Why I Bought A House

I recently went through my first experience of buying a house. (Yay me!)

Many of my former high school classmates have done this task already. I know this because they seem to love posting the cliche photo of them in front of their new house holding a giant key or a “sold” sign. Don’t get me wrong, that is super exciting, I’m happy for them and what they’ve achieved! But that’s not what I wanted for myself.

This house is not for me.

As in, I do not intend to live here long term. This house is not my labor of love that I will make into my own. This house is not for me to raise a family in, or even to host my existing family for holidays.

“Well if it’s not for you, then why did you buy a house?”

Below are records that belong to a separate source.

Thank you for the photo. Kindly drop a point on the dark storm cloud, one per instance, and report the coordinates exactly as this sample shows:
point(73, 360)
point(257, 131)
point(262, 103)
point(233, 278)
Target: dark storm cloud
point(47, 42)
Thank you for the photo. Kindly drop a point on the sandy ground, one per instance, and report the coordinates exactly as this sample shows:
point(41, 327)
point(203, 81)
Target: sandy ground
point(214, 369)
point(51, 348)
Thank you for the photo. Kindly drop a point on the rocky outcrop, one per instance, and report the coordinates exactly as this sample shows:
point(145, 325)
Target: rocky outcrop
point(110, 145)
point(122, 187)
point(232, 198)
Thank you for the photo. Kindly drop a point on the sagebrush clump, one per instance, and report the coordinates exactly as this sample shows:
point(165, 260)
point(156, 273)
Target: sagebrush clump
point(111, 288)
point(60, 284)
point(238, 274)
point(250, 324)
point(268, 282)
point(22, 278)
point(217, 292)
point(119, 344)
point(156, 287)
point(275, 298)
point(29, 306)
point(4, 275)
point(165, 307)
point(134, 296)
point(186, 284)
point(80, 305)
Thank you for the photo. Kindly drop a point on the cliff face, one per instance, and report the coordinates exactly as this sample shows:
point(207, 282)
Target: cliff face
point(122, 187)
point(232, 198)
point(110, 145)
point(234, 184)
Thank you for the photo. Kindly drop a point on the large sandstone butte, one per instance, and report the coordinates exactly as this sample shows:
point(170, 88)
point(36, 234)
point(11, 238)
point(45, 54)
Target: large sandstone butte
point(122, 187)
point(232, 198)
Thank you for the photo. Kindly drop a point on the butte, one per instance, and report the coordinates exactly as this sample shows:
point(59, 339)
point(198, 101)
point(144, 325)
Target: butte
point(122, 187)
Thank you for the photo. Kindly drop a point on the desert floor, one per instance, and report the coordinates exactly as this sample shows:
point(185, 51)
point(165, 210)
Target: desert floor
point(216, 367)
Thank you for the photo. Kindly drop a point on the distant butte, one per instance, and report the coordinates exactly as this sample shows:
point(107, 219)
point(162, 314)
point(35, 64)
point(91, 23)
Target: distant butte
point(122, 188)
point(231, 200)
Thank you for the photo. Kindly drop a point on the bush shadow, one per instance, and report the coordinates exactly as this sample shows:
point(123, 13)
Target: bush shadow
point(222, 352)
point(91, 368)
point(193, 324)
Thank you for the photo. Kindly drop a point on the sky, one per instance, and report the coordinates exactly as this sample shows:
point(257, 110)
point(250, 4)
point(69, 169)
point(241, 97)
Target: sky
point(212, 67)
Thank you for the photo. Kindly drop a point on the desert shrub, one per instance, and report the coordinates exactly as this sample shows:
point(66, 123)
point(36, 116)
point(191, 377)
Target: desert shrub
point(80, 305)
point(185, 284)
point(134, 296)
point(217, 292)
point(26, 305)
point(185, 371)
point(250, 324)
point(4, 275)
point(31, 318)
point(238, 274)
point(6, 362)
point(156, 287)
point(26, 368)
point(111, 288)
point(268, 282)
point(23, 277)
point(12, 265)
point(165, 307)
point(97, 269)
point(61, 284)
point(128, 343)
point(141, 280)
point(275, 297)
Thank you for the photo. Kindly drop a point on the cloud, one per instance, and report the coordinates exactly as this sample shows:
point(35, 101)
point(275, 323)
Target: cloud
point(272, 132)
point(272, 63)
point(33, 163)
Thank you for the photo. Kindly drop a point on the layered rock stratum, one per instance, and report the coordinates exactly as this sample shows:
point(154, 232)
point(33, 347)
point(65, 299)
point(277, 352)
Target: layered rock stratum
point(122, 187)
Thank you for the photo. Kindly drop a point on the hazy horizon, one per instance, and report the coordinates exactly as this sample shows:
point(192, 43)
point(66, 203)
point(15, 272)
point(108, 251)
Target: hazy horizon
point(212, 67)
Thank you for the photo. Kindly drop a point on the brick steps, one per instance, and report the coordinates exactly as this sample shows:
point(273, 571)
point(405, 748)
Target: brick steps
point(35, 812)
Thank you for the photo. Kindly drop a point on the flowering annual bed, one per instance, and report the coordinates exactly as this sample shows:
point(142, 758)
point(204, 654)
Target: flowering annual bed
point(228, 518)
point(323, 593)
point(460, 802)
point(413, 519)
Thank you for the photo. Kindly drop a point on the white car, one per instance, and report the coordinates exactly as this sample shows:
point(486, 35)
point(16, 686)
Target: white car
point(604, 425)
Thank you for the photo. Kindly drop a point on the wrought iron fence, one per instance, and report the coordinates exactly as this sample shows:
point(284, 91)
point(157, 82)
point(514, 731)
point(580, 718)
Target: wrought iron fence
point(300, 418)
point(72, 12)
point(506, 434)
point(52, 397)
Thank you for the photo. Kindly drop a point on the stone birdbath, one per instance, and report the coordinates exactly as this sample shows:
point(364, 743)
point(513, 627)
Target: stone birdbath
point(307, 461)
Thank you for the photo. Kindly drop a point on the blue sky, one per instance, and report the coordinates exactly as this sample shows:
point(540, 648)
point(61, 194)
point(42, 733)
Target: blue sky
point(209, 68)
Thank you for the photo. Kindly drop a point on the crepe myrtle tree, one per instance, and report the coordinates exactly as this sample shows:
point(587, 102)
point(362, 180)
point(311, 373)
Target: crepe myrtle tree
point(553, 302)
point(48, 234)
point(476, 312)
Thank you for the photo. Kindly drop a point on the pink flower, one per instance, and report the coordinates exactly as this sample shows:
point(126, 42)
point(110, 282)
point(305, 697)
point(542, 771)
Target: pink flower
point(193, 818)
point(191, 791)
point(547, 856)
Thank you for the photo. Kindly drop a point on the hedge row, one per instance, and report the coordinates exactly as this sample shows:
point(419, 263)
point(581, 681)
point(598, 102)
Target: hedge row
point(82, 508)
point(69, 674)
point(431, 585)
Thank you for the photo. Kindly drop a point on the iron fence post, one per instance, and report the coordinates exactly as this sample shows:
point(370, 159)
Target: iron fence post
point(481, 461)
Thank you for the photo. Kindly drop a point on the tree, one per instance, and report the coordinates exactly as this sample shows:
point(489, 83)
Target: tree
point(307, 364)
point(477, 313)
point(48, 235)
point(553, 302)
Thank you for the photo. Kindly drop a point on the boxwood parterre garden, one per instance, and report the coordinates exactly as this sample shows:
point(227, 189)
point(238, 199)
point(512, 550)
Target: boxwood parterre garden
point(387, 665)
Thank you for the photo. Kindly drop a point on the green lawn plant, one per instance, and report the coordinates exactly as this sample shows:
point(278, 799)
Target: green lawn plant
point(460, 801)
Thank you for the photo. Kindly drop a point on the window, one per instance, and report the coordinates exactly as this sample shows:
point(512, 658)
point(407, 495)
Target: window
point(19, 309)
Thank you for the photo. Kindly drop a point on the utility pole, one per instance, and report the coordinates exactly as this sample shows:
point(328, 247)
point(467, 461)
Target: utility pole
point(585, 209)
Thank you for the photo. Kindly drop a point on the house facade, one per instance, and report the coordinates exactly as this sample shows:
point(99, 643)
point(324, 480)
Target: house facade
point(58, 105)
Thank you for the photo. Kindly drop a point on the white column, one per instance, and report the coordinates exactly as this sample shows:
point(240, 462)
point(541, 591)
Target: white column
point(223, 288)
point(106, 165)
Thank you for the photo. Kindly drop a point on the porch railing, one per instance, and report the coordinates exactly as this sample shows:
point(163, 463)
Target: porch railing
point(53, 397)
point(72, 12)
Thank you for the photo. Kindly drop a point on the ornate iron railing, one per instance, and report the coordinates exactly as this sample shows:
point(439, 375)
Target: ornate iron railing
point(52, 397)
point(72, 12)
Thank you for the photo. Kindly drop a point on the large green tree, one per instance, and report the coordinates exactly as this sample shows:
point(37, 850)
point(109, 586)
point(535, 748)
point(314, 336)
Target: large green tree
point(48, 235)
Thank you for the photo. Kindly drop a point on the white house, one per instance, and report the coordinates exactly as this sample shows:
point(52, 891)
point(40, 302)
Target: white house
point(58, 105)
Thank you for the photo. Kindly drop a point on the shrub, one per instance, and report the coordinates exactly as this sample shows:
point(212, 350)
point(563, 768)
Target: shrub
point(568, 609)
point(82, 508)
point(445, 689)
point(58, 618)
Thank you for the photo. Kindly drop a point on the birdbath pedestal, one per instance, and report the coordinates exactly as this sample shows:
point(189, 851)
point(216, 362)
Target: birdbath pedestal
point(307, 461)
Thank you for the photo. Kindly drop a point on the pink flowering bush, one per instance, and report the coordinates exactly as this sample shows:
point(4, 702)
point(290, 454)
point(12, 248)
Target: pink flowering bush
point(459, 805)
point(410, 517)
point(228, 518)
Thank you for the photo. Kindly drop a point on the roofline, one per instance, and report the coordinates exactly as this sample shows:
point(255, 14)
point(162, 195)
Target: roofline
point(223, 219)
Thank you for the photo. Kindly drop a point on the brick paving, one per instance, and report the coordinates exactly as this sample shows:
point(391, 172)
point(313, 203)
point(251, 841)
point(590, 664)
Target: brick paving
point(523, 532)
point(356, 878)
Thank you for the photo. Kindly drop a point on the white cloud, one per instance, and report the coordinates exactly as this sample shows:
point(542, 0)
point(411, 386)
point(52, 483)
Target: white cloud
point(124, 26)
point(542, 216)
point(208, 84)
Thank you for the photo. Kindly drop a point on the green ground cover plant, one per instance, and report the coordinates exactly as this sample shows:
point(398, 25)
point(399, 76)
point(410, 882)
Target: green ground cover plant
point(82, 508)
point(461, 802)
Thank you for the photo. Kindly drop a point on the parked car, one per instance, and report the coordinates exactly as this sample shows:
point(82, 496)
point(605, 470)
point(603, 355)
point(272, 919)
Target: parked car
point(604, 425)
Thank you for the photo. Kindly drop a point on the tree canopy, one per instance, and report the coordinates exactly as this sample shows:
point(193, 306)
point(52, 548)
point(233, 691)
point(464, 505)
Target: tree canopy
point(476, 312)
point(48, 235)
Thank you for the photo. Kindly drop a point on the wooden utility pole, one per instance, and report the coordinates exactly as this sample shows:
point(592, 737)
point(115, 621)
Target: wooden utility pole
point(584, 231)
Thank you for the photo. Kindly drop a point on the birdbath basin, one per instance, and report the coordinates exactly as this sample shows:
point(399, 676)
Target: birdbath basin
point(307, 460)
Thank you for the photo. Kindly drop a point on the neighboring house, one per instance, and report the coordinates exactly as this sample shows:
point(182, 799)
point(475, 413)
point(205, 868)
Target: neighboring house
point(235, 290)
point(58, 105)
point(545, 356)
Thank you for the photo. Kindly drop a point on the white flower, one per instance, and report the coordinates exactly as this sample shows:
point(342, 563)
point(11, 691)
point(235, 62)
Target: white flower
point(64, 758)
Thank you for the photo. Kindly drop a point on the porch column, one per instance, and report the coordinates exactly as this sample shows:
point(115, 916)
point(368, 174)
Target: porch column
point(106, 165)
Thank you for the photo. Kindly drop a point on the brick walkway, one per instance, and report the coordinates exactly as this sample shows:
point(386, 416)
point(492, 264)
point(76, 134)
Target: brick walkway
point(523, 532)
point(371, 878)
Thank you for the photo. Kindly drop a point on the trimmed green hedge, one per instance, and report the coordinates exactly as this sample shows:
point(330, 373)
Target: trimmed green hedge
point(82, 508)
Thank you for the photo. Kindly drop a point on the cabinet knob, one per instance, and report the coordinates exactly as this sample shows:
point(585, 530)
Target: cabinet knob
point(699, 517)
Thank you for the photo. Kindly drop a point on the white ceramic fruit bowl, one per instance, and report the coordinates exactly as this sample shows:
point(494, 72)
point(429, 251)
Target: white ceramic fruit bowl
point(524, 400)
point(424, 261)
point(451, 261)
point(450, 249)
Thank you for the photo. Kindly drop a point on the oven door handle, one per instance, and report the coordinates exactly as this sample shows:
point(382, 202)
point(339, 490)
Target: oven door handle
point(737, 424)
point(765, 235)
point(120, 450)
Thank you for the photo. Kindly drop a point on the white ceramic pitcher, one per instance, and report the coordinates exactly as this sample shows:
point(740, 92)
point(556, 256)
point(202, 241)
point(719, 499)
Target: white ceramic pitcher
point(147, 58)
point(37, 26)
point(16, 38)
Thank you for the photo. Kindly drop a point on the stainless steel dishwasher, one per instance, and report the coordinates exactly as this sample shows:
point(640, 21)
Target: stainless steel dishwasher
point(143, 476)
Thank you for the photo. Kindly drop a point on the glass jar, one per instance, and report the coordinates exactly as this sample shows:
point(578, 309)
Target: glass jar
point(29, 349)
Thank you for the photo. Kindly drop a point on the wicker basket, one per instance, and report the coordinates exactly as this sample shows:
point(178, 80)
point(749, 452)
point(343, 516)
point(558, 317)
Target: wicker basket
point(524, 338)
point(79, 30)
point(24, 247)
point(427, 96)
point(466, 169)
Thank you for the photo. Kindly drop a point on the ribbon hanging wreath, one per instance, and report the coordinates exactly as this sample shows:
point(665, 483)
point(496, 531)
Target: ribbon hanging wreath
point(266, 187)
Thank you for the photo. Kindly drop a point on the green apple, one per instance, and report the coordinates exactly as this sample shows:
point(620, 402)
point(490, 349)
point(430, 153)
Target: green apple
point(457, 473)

Ok, so I guess it technically is for me. But not for me to live in in the traditional sense. I bought this house for my future. It’s a duplex. (Which for those of you that don’t know, it has two separate, but connected units.) I have recently moved into the west unit, while I have a tenant in the east unit. My tenant pays over half off my mortgage. And when I move out? The new renter in my side will more than cover the rest of it.

If all goes to plan, I should have an income of a couple hundred bucks from this place. Of course, most of that will go into savings so I can make repairs when needed (yay homeownership) but once I have my number saved (which I have set at about $20,000) the rest will be put towards my next property.

“Ok, so you own more than one house. What’s the point in that?”

The point? The point is that I want reliable sources of income. From more than one place. My paycheck from my job is ONE source of income. If that job no longer pays me, I’m in a world of hurt. But if I have income from other sources, then I can at least stay afloat.

The main goal is to have enough income from properties (after the mortgage, maintenance, and repair costs) to live comfortably without a job. AKA financial independence! (You could also call this retirement, but I don’t plan to stop working. I’ll just do whatever I want to without the amount I’m paid being an issue.) The goal is many years away, and I’m not in any hurry to reach it because thankfully, I enjoy my job. I don’t intend to stop doing what I do anytime soon!

But it is a goal none the less, and a goal that I believe more people should have. Not buying properties per say, but creating multiple streams of income for themselves.

If you lost your job today, what would happen?

  • Would you have to frantically find a new job to pay the bills?
  • Could you hang out for a month or two before becoming desperate?
  • Would you be unaffected as you didn’t rely on the income anyways?

Whatever the case is for you, you should strive for “unaffected” (unless of course, you’re already there. Great! Please contact me and tell me how you did it, ok?!). 

There are endless ways to create multiple streams of income, but all of them take time.

You wont be able to create more income streams overnight. That’s why I’m starting now, and why you should too! It’s never to late to open an investment account and buy index funds or bonds, or to create a product that you can sell, or to buy a house that provides some extra cash after the necessities are paid. (Of course there are more options, but that could be a post all in itself!)

Basically what I’m saying is, don’t put all of your eggs in one basket.

If one thing fails, have other things that can support you. How can you take risks if you’re too afraid to fail? By creating multiple sources of income you reduce the fear of poverty, thus allowing the freedom to take more risks. Now, as a single person I don’t have a family relying on me. But if you have children that depend on you, multiple sources becomes even more important!

So do this for you, do this for your kids, do this for whomever you please. All I ask, is that you do it! And when you find a creative way to provide yourself another source of income (refinishing furniture perhaps?) let me know! I love to hear how creative people can be!